Biology Magazine

Our Chin Evolved. Why is a Mystery

Posted on the 07 April 2015 by Reprieve @EvoAnth

Humans have chins. That shouldn't be particularly surprising. What might be more interesting ( unless you've been keeping up with EvoAnth) is how unique our chins are. No other ape has a chin as prominent as ours (and no close member of our family does either). This is rather peculiar. After all, it doesn't seem to contribute to our survival; so why did it evolve?

There is the possibility that it didn't evolve. Or rather, the chin wasn't specifically favoured by natural selection. Evolution includes a degree of randomness, causing some traits to become common through sheer chance. Could the chin be one of them; hence why it seems to offer no survival advantage?

This seems like a nice, easy explanation for a rather peculiar feature. Unfortunately, it doesn't seem to be true. A scientist examined the chins of other apes and found that ours is so unique and developed so quickly it could only be explained by natural selection. Our chin evolved because it conferred some benefit to our survival.

Now; to be fair this doesn't completely remove the possibility of chance. Sometimes genes located close to one another on the genome can be associated; so selection for one leads to selection for the other. If the chin became associated with big brains that could explain why it developed. Yet such an explanation couldn't account for our weird chins arising in the first place. Perhaps something else is afoot (or achin).

Unfortunately this research doesn't really help resolve this issue. The list of possible alternatives is long and there's not much we can (at this moment) to separate them.
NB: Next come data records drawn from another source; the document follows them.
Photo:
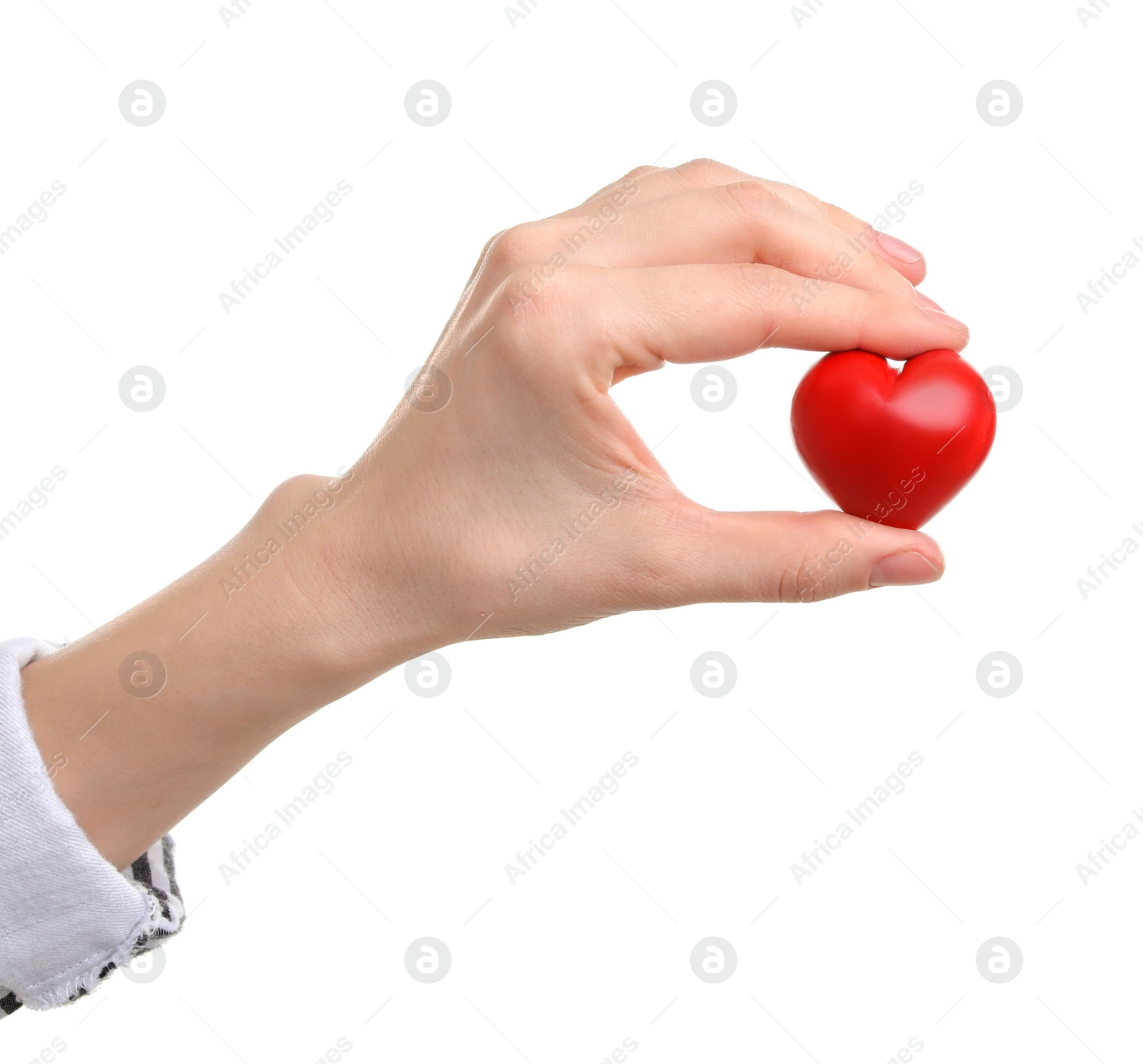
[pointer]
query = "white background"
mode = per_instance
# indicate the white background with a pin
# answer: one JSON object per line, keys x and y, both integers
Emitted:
{"x": 262, "y": 120}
Perhaps it was a product of sexual selection, maybe it was a bi-product of other adaptations in the jaw, or it could be a change to deal with stresses during chewing. The list of such possibilities goes on.

But importantly, we now know that this is a list that needs examining. Our weird chin was not an accident, but developed for a reason. It took us 100 years of studying to identify what that reason was; it could take a hundred more to find out why.

Hopefully it won't, but it could.

Reference

Pampush, J. D. (2015). Selection played a role in the evolution of the human chin. Journal of human evolution.